These qualities all add to the unique Texas culture I’ve grown up in and proudly claim — but there’s another facet of my state culture that I’ve become increasingly ashamed of: our obsession with guns.

Guns are as beloved in Texan culture as our cowboy history. Three-day gun shows draw huge crowds to our convention centers, shooting ranges are a regular date-night attraction, and concealed-carry laws allow licensed citizens to carry firearms everywhere from college campuses to State and National parks. During the aftermath of Hurricane Harvey, firearms were both practical and comforting for many Texans who were hit hardest by the storms. Rescue crews made up of volunteers armed themselves as they began their searches. Citizens used shotguns and rifles to keep looters from robbing them of supplies.

And it isn’t just civilians who should be considered when talking about Texas gun culture. Whether we’re discussing the Texas Revolution or the 30+ military and naval bases in the state, our military population and their firearms have been an integral part of Texas history since our founding.


Even I, an avid and outspoken firearm reformist, respect that guns have a place in my state’s history.

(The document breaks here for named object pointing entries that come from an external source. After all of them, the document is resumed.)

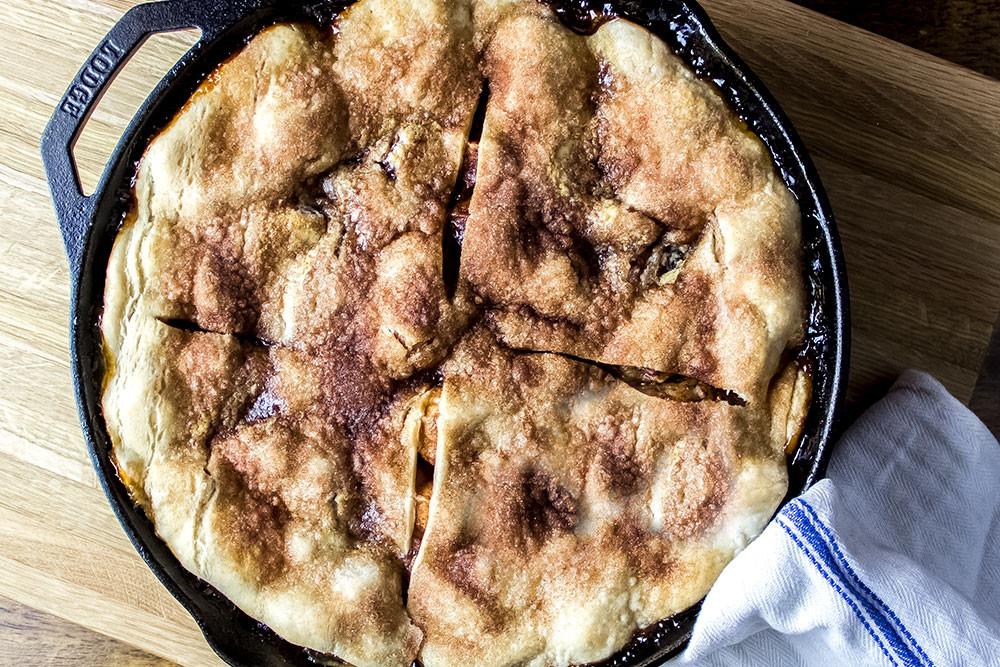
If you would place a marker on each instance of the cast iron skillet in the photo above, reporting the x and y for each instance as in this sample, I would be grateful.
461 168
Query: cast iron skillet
89 225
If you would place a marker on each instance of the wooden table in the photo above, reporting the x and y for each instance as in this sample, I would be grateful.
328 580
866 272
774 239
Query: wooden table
908 147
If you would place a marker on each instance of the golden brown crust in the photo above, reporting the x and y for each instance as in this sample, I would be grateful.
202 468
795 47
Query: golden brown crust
623 214
300 221
570 510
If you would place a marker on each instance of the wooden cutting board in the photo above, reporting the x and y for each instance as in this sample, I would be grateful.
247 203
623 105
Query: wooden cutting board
908 147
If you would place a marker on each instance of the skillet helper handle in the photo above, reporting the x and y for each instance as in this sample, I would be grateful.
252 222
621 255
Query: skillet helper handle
74 209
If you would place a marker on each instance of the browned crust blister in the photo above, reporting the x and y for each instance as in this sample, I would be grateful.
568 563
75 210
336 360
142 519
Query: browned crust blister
600 380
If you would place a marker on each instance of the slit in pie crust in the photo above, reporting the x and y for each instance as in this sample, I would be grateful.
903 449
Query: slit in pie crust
445 330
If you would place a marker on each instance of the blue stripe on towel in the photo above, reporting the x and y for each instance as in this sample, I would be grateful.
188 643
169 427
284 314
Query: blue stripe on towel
850 602
796 515
832 541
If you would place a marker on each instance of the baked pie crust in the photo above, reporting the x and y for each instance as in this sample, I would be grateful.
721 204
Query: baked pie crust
447 331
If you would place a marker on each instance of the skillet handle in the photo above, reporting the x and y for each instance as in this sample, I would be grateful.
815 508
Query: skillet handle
73 208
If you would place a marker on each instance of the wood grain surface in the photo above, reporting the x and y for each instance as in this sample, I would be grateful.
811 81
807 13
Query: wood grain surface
907 145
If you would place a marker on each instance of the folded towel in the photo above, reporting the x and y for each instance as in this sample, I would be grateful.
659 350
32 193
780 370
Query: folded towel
894 559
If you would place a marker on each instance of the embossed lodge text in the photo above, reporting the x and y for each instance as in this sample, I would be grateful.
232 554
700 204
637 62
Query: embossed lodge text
91 78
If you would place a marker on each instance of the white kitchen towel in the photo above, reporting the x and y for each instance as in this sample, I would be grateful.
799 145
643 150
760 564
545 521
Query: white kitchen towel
892 560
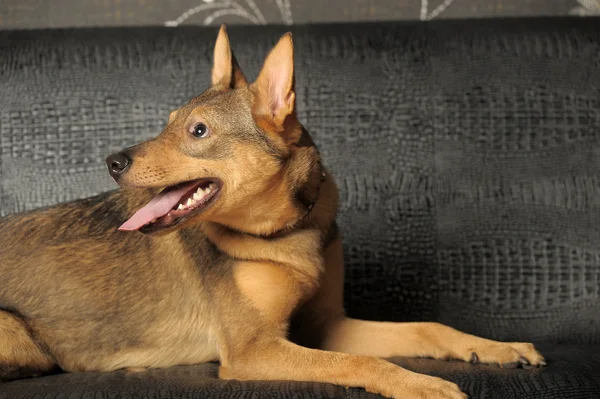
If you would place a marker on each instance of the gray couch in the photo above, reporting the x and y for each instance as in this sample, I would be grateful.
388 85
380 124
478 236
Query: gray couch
467 156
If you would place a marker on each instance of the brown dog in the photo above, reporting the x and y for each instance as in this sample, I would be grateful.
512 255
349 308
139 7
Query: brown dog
238 216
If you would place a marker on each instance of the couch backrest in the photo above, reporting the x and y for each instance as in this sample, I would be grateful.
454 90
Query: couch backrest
467 153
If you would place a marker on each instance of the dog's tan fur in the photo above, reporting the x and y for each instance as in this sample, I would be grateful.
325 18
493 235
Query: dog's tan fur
262 264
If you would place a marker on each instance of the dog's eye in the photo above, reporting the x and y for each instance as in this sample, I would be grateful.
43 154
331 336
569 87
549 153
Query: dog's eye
200 131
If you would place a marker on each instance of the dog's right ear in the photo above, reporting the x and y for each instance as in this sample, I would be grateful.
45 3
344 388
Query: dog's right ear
226 71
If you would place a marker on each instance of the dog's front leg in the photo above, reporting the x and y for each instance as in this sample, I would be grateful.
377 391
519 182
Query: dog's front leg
434 340
278 359
256 347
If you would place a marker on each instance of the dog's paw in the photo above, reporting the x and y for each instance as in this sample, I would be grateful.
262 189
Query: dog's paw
508 355
430 388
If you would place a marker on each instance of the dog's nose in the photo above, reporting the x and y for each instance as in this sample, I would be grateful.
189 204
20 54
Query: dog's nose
117 164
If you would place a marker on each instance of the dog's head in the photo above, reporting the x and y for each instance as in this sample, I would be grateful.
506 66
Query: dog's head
235 155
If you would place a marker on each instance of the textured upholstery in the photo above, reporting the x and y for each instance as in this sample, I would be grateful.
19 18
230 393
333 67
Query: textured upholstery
466 152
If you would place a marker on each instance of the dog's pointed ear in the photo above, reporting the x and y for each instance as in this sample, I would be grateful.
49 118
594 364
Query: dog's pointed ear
226 71
275 98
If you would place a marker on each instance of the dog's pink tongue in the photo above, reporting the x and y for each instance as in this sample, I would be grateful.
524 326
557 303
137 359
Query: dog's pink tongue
159 206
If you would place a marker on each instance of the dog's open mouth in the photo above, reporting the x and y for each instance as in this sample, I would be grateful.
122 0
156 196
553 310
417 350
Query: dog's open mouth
173 204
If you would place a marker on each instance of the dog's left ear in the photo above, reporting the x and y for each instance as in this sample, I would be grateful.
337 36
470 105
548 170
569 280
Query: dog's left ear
226 71
275 98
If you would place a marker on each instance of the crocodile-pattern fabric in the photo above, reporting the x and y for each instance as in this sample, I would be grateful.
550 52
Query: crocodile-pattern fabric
467 153
573 373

However, when mass shootings continue to happen — this time at a small church in Sutherland Springs, Texas — when do we admit that our obsession with guns needs to become an obsession with gun reform?

During Sunday mass on November 5th, a gunman and homegrown terrorist, Devin Patrick Kelley, opened fire on the congregation at the First Baptist Church in Sutherland Springs, a town southeast of San Antonio and three hours from my hometown of Houston. When the gunfire stopped, Kelley ran, leaving behind at least 26 casualties, including a pregnant woman and the 14-year-old daughter of the church’s pastor. The gunman was later found dead in his vehicle and investigators have yet to release clues regarding Kelley’s motives for the attack — but this is a scenario that has become all too familiar.

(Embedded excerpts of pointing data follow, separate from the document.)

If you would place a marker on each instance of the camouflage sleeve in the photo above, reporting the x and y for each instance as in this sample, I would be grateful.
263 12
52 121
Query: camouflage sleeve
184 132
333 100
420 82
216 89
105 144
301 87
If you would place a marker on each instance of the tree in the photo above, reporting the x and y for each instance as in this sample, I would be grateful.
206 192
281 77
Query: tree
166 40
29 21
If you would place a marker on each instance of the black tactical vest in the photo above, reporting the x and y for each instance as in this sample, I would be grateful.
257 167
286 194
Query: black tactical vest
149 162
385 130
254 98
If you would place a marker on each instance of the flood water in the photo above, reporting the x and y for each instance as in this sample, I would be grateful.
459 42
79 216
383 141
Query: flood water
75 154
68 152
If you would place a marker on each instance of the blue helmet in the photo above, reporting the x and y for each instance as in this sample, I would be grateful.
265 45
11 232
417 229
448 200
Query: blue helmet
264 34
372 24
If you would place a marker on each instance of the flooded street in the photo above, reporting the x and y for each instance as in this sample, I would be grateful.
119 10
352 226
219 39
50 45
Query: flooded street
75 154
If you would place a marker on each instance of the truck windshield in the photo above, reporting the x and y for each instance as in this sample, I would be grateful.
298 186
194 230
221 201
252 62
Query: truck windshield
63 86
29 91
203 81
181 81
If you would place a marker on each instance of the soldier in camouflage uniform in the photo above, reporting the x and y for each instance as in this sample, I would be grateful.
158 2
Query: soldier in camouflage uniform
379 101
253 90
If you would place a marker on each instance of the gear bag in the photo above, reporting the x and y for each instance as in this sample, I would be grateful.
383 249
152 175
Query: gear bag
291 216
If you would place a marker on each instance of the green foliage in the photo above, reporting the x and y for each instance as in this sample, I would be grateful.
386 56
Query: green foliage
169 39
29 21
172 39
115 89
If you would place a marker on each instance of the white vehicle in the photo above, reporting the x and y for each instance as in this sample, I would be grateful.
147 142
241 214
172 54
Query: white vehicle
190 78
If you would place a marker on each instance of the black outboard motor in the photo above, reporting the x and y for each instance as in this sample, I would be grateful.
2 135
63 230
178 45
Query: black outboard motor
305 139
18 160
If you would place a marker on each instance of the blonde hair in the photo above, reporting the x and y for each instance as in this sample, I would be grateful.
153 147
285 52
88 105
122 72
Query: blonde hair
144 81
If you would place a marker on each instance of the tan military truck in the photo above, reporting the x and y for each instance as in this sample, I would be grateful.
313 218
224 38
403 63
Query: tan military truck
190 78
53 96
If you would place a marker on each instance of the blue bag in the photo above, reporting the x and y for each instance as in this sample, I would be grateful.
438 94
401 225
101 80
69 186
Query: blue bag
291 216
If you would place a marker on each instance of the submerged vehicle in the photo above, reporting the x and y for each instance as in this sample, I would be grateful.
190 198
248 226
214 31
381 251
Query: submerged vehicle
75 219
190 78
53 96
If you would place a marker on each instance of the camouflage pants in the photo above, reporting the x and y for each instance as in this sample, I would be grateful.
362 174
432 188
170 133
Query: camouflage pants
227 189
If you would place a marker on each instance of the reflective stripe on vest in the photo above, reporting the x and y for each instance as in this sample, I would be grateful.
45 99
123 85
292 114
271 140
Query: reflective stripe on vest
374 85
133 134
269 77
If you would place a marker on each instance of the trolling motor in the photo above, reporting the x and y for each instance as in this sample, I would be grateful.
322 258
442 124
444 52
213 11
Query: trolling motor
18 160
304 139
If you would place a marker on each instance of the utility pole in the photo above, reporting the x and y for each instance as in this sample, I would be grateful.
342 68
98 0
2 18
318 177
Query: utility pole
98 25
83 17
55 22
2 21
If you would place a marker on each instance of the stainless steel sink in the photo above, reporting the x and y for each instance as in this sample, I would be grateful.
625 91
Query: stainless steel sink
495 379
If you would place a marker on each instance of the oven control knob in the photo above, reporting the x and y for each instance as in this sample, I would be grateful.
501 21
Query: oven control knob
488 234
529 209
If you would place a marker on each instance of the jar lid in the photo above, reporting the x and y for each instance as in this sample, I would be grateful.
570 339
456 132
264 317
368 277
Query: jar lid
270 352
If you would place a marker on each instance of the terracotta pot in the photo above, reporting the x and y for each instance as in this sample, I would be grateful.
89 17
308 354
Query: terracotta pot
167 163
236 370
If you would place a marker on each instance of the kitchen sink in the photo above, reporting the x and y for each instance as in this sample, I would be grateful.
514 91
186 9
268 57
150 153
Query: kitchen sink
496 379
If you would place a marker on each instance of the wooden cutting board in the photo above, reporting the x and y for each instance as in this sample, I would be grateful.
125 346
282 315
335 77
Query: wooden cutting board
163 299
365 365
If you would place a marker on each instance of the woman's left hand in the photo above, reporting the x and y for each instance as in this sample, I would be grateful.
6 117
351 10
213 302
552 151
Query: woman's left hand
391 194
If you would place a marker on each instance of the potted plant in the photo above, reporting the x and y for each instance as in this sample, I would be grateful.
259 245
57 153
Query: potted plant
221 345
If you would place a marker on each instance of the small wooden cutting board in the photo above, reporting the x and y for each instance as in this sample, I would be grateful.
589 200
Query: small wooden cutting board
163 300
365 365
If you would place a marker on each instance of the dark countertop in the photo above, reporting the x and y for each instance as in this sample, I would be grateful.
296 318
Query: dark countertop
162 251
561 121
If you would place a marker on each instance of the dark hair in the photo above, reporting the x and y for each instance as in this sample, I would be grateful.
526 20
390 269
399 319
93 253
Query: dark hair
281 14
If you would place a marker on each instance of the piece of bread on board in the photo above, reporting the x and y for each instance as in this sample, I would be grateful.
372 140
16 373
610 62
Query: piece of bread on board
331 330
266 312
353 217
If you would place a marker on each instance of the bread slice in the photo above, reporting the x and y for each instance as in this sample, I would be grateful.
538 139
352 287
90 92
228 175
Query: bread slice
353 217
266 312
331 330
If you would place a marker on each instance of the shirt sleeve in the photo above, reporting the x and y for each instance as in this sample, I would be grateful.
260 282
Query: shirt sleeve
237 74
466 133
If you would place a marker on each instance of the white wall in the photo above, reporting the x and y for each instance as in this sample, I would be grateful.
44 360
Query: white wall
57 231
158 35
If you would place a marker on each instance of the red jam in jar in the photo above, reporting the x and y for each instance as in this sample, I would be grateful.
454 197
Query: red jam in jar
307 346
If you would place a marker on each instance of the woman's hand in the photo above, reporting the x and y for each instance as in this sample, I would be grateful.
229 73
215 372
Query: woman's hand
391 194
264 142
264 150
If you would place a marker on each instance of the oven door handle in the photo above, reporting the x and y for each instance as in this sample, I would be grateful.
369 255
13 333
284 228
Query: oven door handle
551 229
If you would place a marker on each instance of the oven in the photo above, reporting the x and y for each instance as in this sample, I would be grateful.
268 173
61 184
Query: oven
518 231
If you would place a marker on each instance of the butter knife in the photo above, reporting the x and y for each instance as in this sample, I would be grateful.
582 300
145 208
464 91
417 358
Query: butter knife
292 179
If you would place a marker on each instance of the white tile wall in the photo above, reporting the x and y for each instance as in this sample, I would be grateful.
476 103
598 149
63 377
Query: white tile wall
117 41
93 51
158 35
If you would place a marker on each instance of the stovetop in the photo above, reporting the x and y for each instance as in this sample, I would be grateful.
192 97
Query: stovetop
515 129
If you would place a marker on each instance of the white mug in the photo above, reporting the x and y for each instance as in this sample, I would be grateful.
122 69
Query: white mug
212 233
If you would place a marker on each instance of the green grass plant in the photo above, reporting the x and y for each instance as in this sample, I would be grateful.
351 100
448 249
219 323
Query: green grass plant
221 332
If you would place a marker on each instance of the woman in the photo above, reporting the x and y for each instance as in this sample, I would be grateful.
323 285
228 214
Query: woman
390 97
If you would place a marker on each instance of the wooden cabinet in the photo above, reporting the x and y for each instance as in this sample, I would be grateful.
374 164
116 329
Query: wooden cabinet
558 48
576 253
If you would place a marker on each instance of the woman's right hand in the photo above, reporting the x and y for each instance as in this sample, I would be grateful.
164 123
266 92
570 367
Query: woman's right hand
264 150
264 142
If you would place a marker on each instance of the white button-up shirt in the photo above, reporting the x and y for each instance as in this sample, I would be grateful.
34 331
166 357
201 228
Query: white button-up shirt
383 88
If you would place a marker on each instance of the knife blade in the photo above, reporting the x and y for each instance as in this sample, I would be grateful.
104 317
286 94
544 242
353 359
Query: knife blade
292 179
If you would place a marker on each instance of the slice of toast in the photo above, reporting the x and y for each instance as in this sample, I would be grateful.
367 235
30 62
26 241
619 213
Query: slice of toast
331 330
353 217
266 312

As soon as social media got word of yet another mass shooting, the same old arguments we have every time there is a mass shooting were revived. Politicians who refuse to push hard for gun reform offered the same thoughts and prayers as usual, with no tangible suggestions as to how we can prevent this in the future.

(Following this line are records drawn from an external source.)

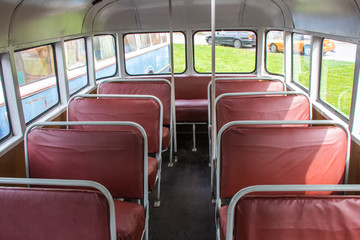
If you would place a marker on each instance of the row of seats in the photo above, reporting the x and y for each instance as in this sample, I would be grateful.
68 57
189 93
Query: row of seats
114 138
267 138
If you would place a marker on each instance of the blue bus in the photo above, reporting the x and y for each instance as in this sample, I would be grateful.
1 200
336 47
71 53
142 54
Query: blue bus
147 53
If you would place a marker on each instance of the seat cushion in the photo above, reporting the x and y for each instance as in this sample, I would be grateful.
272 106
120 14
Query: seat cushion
152 172
191 110
223 222
165 138
130 220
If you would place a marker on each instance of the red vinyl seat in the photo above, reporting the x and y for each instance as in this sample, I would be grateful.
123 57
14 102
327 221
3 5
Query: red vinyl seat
294 217
158 87
191 110
114 159
130 220
63 210
261 107
145 111
238 85
281 155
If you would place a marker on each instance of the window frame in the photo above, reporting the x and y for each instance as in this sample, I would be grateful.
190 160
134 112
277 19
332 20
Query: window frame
299 85
224 30
52 45
10 134
326 105
116 57
266 53
86 65
167 39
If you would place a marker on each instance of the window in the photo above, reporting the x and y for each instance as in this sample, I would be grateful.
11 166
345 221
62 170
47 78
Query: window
153 57
76 67
337 74
235 51
105 56
275 52
129 43
155 38
4 117
144 40
37 80
301 59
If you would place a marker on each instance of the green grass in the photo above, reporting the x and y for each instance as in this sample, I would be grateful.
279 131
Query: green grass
336 76
336 84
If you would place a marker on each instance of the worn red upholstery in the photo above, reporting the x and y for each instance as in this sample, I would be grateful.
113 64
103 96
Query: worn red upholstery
145 112
152 172
166 137
159 89
233 108
191 98
191 110
231 85
281 155
57 214
113 158
296 218
130 220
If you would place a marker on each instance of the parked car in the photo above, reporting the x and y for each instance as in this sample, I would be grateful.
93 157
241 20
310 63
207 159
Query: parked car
301 44
237 39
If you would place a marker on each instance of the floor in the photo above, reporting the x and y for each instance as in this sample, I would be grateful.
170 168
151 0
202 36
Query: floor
186 210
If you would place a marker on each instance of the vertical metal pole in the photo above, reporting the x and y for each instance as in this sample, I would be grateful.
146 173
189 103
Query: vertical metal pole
213 142
172 81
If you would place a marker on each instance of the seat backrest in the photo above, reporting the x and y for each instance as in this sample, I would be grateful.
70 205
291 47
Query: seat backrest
254 85
233 107
295 217
160 88
234 85
53 213
280 155
145 111
115 159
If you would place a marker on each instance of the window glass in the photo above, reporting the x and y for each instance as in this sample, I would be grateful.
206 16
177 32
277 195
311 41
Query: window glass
154 59
155 38
301 59
76 67
129 43
337 74
235 51
275 52
37 80
164 37
4 117
105 56
144 40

While addressing the tragedy, Texas Attorney General Ken Paxton even pushed the need for more citizens to participate in concealed-carry; Paxton thinks this will increase the chance of an armed hero preventing the next mass shooting. (In this instance, it’s important to note that concealed-carry regulations prevent carrying firearms inside places of worship.)

The NRA’s Twitter has so far been silent since the attack — yet, only days before, the account posted about the importance of the Second Amendment in the aftermath of last week’s attack in Manhattan. These reactions (or lack thereof) have been repeated so many times throughout our modern history of mass shootings in America. Their choice to not acknowledge the Texas shooting proves how necessary it is for us to loudly call for reform in the place of politicians’ lip service.

For me, knowing that this keeps happening — knowing that it happened so close to my home and inside such a sacred place — hurts. Truthfully, whether you are a citizen of Sutherland Springs or you heard the news from afar, knowing that this happened, that it keeps happening, and that it will very likely happen again is a sorrow that’s too hard to swallow.

I know that there isn’t anything I can do individually to change Texas’s gun culture; it will forever be a part of what my state stands for.

But by voicing my concerns and demanding change through my votes, I can at least amend that culture to include gun reform.

That’s the only way we can stop this from happening again.

One hundred and eighty one years after Texas’s most famous battle, we’re still saying “Remember the Alamo” as a rallying battle cry. Let’s allow the tragedy in Sutherland Springs (and all the mass shootings that have terrorized us) to leave just as lasting a mark and create the necessary legislation to help end these assaults once and for all.